Le plaidoyer de l’étudiante pourrait concerner un aspect de la vie à l’école (par exemple, l’opportunité de modifier les horaires scolaires pour mieux s’adapter aux rythmes biologiques des adolescents ; voir infra), des droits civils, les droits des animaux, protection des espèces…


 

Eléments pour les élèves

Une étudiante a fait un discours public autour d’une problématique d’intérêt social. Elle a détaillé ses arguments en s’appuyant sur des données scientifiques qu’elle avait identifiées grâce à des recherches documentaires. Elle a discuté les objections à sa proposition, a pris en considération les conséquences négatives possibles et a proposé des  compromis. Mais voici ce qu’on lui a répondu…

 

  1. « Ce qu’elle dit est du grand n’importe quoi. Elle n’a que 15 ans ! Comment une si jeune personne pourrait avoir de bons arguments ? Je ne me prendrai pas la tête à chercher à les comprendre, bien sûr ! »
  2. « Tu t’imagines ce que cela impliquerait comme changement si elle avait raison ? Du coup je ne pense pas que ça puisse être vrai.  »
  3. « Elle a fait des affirmations basées sur des données scientifiques. Moi, je connais deux scientifiques, mon cousin et mon beau-frère. Ce sont des types très peu réalistes et ils s’intéressent très peu au concret. Je suis sûr que tous les scientifiques sont comme ça. »
  4. « Si personne ne l’a jamais fait, c’est bien qu’il doit y avoir une raison, non ? C’est bien la preuve qu’elle a tort, car la majorité a toujours raison... »
  5. « J’ai regardé sur les sites que je fréquente régulièrement, j’ai parlé avec des gens de mon entourage et tout me porte à croire qu’elle a tort ! »
  6. « Elle a fait des affirmations basées sur des données scientifiques. Moi, la science ça ne m’intéresse pas plus que ça; alors, c’est pas ça qui va me convaincre… »
  7. « On commencera par faire ce qu’elle a dit une fois, puis deux, puis tout le monde s’y mettra. Ca en deviendra catastrophique, ingérable. Il faut à tout prix éviter ça.»
  8. « J’hallucine d’entendre ce qu’elle dit ! Elle veut révolutionner le monde ou quoi ? »

 

  • Consigne : Vous ne savez pas ce que  l’étudiante a dit exactement, par conséquent vous ne pouvez pas vous prononcer sur les faits. Mais trouvez-vous que les arguments utilisés pour la critiquer sont corrects ? Y trouvez-vous quelque chose de choquant et pourtant de persuasif ?

 

Les élèves se divisent en groupes de 4 et chaque groupe reçoit 2 arguments critiques à commenter. Le groupe discute 5’ sur ce qui ne va pas dans chaque argument critique et  cherche à donner une description générale de l’argument qui dépasse le cas en question ; par exemple : l’argument s’adresse à l’étudiante et pas aux contenus de son discours, l’argument fait appel à ce que les autres pensent et pas à ce que l’étudiante a dit ...  

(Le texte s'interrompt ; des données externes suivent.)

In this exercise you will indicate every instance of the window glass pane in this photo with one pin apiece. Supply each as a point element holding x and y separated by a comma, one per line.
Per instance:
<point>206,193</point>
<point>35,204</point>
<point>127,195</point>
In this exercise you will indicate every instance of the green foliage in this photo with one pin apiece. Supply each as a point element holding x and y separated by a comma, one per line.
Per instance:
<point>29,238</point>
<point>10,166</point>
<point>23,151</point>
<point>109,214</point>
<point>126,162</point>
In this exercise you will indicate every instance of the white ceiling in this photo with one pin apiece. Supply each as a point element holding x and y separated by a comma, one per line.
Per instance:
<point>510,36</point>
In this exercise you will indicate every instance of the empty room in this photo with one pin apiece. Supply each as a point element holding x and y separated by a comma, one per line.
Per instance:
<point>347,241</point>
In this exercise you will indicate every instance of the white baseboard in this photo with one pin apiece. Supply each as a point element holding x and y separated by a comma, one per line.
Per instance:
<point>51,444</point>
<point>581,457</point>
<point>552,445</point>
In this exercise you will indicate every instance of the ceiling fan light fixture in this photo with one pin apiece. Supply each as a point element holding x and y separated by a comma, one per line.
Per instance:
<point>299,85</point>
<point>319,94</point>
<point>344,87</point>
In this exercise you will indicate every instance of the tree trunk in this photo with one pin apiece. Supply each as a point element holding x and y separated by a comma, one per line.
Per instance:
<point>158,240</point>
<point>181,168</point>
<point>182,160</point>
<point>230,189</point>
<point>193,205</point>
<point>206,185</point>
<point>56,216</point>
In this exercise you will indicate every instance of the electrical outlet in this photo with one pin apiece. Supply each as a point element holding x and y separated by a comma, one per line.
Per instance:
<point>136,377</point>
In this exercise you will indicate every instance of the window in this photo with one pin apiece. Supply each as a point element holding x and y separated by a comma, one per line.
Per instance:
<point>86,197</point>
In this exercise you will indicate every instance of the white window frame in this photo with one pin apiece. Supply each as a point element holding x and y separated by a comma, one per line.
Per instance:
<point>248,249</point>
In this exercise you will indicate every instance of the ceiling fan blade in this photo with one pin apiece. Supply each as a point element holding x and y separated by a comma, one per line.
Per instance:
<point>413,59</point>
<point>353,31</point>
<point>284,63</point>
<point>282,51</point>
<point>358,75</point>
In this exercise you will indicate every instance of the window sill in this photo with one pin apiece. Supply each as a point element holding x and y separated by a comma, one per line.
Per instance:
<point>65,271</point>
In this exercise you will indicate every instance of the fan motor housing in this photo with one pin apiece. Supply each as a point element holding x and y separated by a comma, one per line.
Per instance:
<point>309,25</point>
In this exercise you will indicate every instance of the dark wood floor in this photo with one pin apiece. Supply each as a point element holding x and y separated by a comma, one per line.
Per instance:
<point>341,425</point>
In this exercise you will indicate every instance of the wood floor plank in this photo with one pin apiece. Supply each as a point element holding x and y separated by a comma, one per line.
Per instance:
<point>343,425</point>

Puis, on rapporte en grand groupe et on discute des arguments dans leur ensemble.  On propose une définition générale et un nom pour chaque argument.

 


NOTE

Les arguments de la Fiche 1 sont :

  1. Ad hominem (par lequel on attaque l'adversaire directement dans sa personne en lui opposant ses propres paroles ou ses propres actes)
  2. Argument par les conséquences
  3. Généralisation abusive
  4. Appel au peuple
  5. Sélection des observations (Biais de confirmation : biais cognitif qui consiste à privilégier les informations confirmant ses idées préconçues ou ses hypothèses (sans considération pour la véracité de ces informations) et/ou à accorder moins de poids aux hypothèses jouant en défaveur de ses conceptions).
  6. Non sequitur (illogique)
  7. Pente glissante (Se laisser aller à des actions négatives).
  8. Homme de paille (technique consistant à présenter la position de son adversaire de façon volontairement erronée avant de la réfuter).

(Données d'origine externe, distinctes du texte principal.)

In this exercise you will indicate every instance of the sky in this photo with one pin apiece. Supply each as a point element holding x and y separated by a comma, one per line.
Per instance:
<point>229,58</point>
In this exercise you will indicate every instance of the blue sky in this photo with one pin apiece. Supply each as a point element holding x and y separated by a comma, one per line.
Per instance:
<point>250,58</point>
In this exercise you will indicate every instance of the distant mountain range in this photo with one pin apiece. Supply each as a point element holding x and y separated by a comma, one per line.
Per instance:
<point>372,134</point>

(Voir les éclairages concernant les arguments fallacieux).


 

Pour permettre  de mieux mémoriser les arguments fallacieux, leur description et rôle dans une discussion, on fabrique des cartes de jeu pour chaque argument.

Les élèves fabriquent une carte pour chaque argument. Chaque carte comporte un titre (nom de l’argument), un descriptif général, un exemple (celui fourni ou un autre au choix des élèves), un symbole pour chaque catégorie d’arguments fallacieux. Les symboles sont déjà présents sur le modèle de cartes fourni.

 

ATTENTION ! Toutes les cartes seront réutilisées par la suite dans le cadre de l’activité 2  et sont à remobiliser dans le Tournoi d’Argumentation.

(Voir la Fiche Modèle de cartes Arguments fallacieux et les aides à la construction des cartes)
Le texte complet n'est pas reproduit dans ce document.